Today we finish the second and longest surah.  It has been interesting.  Every topic under the sun . . . with a strong dose of fighting at the end.  But not today.  Today is money!  Ah, another easy topic! 

To be more precise, we focus today on charity.  Almsgiving (zakat) is one of the five pillars of Islam, the foundational practices of a devout Muslim.  Muslims are to give 2.5% of their yearly income to the poor and needy.  Today’s passage gives guidelines concerning this giving.  Christians will hear echoes of Jesus and his instructions on giving in the Sermon on the Mount (Matthew 6).  Give freely, with no strings attached.  Don’t make a show of it or find ways to remind people what you have given or lay a guilt trip.  Give from what you have produced but also from what you have been given.  Support those who are devoted to God’s work and can’t engage in business for a livelihood.  Loan money fairly and responsibly but avoid charging interest (usury) altogether.  Be careful of the Satanic “myth of scarcity” that says you must keep what you have because there is not enough to go around; live instead in the truth of God’s abundance (2:268).  All excellent guidelines for giving.

What struck me in this passage was not the charitable attitude commanded by the Qur’an.  It was the motivation underlying why one ought to be generous in his giving.  Before going any further, ask yourself why do you give financially to others?

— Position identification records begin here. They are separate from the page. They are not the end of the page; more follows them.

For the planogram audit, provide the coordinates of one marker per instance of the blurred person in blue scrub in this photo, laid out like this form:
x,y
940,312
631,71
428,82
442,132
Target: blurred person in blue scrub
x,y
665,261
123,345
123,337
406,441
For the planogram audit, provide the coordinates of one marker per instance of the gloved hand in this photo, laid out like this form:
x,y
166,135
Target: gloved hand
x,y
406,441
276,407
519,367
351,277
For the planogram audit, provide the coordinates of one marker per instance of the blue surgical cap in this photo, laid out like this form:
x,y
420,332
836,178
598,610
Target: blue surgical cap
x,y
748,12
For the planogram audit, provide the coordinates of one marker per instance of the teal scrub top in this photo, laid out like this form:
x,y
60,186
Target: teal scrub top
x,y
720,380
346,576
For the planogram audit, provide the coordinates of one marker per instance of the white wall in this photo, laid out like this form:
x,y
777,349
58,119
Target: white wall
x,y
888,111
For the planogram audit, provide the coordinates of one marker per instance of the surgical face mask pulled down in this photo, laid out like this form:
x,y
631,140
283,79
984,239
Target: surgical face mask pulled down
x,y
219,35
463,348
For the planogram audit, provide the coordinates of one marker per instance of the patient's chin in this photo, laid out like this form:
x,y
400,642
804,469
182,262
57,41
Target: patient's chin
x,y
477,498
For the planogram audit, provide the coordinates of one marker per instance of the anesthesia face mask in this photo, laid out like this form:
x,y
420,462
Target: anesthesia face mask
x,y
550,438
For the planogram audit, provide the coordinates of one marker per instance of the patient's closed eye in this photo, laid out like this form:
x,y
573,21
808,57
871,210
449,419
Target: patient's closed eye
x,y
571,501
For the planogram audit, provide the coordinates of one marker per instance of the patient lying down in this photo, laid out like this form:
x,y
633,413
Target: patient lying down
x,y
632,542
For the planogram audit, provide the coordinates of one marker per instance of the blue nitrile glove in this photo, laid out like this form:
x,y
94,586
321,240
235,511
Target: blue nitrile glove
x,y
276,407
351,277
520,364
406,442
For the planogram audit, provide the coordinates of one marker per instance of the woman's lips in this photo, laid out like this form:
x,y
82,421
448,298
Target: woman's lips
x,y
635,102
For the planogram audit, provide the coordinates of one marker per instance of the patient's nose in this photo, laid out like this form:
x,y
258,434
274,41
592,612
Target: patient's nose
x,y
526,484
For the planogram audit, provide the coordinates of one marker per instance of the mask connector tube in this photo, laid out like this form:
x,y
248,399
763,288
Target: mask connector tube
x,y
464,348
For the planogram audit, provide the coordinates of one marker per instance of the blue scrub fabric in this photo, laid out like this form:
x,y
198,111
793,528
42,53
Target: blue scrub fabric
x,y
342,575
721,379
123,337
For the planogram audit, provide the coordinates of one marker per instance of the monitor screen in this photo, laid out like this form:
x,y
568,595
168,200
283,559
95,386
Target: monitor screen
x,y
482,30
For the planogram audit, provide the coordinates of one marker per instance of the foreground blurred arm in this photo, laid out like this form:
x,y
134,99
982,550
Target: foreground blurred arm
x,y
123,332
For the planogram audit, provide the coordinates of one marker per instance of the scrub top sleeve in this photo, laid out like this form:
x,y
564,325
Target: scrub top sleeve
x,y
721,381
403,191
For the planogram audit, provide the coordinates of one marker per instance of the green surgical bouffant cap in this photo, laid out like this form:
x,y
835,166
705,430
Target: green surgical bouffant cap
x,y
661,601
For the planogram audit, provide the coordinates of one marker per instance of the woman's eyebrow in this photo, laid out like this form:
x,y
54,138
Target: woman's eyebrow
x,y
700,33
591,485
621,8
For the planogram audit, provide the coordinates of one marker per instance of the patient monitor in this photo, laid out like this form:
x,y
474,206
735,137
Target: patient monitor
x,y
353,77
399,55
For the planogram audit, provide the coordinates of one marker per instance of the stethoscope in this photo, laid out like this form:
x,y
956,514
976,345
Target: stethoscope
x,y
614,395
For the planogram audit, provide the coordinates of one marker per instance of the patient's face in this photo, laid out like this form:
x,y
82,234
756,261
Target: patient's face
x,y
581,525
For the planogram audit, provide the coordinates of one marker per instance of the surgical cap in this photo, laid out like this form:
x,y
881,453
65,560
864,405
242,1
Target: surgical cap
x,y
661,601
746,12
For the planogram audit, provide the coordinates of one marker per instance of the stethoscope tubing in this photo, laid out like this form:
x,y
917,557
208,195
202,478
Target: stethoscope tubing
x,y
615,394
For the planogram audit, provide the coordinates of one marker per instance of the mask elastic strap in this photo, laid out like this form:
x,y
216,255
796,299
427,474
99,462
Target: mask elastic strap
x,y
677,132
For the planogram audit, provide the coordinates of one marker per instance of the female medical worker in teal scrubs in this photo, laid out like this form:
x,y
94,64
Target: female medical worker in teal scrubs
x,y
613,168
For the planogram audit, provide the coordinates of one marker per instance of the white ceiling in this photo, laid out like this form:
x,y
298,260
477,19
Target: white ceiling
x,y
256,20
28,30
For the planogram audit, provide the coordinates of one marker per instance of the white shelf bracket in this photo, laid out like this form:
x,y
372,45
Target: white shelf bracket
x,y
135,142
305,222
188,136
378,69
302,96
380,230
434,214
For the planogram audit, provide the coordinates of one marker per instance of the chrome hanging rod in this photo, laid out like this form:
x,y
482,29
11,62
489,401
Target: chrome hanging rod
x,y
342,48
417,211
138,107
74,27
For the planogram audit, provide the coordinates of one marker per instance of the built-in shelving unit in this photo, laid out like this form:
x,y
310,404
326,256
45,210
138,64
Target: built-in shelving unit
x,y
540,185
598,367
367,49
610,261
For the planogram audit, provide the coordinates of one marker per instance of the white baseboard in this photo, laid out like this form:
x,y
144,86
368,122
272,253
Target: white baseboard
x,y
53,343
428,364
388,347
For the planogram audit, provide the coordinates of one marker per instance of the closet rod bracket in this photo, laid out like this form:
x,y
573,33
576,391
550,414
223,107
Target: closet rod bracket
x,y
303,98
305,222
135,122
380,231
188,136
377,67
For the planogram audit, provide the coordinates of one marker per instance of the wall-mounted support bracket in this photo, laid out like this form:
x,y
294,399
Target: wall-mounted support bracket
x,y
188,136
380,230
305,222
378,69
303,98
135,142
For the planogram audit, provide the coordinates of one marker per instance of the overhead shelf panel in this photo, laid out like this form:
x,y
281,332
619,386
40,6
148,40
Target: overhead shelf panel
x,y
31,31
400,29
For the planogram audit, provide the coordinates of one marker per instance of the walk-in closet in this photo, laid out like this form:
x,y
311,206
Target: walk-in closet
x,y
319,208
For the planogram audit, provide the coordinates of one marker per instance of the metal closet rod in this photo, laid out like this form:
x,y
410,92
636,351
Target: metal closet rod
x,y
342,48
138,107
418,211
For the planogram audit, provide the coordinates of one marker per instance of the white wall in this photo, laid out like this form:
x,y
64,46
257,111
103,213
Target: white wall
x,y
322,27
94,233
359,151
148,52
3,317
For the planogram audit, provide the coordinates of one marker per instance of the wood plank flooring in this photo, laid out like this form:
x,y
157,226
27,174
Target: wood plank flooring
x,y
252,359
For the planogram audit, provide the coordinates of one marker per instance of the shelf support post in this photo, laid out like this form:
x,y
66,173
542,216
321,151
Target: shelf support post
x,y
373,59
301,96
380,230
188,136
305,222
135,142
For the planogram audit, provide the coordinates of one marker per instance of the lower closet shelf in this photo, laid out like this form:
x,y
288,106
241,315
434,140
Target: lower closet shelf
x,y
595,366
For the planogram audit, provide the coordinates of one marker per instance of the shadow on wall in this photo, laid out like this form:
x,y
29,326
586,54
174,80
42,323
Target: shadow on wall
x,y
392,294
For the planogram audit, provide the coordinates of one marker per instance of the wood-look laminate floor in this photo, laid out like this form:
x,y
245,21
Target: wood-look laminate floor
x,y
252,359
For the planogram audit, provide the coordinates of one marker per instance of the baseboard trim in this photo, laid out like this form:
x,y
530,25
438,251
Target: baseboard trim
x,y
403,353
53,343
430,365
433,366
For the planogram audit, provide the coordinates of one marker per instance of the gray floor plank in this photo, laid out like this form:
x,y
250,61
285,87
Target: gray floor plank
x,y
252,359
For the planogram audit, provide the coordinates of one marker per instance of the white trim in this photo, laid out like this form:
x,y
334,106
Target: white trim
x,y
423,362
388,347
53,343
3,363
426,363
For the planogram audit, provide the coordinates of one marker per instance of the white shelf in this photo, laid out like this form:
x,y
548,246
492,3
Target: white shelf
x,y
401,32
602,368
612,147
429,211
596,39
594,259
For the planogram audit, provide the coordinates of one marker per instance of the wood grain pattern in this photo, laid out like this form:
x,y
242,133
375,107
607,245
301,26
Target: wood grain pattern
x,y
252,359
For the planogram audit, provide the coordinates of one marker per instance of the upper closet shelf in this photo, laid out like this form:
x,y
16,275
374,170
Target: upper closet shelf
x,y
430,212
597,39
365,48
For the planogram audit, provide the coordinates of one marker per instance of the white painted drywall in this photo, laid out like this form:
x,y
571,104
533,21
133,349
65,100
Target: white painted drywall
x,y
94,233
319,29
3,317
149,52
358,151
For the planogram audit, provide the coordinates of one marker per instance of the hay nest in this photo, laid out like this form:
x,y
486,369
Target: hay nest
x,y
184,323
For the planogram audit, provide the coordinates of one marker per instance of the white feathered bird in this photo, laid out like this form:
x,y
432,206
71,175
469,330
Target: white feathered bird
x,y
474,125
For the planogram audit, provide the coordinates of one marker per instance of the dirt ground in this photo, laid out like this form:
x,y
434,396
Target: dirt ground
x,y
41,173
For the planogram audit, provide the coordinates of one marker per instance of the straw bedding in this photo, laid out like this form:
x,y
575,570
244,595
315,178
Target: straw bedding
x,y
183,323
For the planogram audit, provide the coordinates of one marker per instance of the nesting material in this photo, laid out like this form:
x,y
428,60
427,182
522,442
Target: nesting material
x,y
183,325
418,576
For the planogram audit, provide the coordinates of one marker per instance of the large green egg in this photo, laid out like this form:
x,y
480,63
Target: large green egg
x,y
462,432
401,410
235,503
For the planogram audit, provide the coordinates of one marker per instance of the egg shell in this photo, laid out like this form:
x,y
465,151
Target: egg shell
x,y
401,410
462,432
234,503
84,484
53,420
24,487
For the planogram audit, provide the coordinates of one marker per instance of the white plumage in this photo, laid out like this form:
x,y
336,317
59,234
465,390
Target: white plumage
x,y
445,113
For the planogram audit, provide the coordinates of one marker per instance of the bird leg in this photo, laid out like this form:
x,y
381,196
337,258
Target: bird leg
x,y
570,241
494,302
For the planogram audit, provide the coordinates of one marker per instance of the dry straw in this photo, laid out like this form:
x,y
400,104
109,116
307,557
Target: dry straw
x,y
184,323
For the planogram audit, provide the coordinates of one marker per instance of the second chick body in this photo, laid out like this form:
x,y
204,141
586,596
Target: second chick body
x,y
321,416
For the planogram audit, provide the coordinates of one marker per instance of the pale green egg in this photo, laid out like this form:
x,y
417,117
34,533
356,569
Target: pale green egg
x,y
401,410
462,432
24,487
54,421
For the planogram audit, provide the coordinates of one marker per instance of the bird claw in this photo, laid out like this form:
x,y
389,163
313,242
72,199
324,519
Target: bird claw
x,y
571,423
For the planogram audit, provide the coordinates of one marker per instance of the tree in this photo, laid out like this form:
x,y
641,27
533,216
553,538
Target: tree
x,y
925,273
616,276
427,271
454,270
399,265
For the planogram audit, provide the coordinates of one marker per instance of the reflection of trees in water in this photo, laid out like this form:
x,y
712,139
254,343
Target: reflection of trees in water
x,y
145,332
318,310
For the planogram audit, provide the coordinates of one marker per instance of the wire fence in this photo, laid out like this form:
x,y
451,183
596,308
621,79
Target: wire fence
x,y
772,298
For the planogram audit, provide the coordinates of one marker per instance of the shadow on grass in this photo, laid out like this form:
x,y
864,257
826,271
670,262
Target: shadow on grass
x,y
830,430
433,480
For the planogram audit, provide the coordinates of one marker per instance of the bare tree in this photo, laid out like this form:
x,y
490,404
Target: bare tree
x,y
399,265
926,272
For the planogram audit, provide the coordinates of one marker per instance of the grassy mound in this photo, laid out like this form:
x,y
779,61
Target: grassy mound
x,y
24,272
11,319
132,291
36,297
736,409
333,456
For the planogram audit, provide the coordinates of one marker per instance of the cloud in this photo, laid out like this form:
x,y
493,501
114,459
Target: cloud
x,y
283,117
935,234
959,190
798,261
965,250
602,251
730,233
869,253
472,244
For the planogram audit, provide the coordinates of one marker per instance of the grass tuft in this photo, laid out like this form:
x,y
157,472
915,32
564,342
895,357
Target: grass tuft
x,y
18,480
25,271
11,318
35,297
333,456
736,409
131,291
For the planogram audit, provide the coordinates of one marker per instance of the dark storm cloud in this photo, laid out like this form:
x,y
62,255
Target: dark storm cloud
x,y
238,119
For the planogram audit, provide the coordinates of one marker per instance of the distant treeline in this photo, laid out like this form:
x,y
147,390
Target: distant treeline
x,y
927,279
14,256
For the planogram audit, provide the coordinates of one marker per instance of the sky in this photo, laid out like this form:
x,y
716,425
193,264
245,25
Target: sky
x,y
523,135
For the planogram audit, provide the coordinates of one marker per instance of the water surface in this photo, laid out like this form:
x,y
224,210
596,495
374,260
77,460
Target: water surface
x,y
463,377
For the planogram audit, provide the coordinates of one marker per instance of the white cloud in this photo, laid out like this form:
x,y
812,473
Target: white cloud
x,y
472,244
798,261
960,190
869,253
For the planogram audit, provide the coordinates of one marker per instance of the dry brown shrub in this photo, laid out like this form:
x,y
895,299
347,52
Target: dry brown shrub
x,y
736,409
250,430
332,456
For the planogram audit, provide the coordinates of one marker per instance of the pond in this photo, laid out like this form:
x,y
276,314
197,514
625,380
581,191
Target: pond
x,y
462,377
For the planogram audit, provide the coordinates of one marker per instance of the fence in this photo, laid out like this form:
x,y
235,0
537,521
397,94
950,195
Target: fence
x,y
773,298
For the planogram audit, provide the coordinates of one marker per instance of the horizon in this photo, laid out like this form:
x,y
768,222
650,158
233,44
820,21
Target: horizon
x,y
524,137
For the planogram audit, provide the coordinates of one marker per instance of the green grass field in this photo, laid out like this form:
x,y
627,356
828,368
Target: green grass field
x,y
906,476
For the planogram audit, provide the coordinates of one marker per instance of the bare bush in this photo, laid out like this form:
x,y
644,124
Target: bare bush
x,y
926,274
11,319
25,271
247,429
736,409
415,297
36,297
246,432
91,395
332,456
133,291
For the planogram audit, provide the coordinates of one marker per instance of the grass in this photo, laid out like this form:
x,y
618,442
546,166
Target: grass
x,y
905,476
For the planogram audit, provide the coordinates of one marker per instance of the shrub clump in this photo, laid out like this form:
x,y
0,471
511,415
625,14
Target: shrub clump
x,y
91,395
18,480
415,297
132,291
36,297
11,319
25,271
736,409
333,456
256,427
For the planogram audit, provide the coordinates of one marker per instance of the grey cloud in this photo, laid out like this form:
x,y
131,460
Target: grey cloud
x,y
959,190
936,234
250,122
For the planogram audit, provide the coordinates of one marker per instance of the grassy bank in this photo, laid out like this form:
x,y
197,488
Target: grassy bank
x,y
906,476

We are reminded in this passage that God “sees what you do” (2:265) and is “well aware of the good you give” (2:273).  The point being that we are to “spend [our] wealth in order to gain God’s approval” (2:265).  Three times this passage says those who give will “have their reward” with God for giving (2:262, 274, 277; and 264 for the converse).  The effect of giving (or not) is described in ways laced with atonement language: secret giving “makes amends” for bad deeds (2:271) and failing to give “cancels out” charitable deeds (2:264).  What one gives does not just benefit the one given to but also “benefits your own soul” (2:272) as if the act has a moral effect on the giver’s standing with Allah.  Maybe the best summary is 2:281:

Beware of a Day when you will be returned to God; every soul will be paid in full for what it has earned, and no one will be wronged.

I have often heard people describe the concept of salvation in Islam (if that is not too Christian a term) as very much like a bank account or a weighing balance.  One lives life accruing merit or demerits based on one’s actions.  In the end, Allah will measure the good and bad done by the person and the result with determine one’s eternal destiny.  Ultimately, one’s salvation is very much a matter of one’s own choices.  Of course, this is more nuanced.  Allah can multiply the effect of one’s good deeds.  There is a question of whether you can ever know your daily “bank balance,” if you will.  And maybe Allah has all of this sorted out already through some sort of hard predeterminism and we are only living into our fate.   

Like everything in this project, I am trying to put aside what I have heard people say about Islam and just hear what the Qur’an itself says.  However, what I am hearing in this passage as a rationale for the good deed of almsgiving does, in fact, seem to be very works-oriented, driven by a righteousness derived by one’s own goodness.  You give to please God.  You give to help others, yes, but so as to help yourself as well. 

Is that different from your motivation?  Is that different from the way of Christ?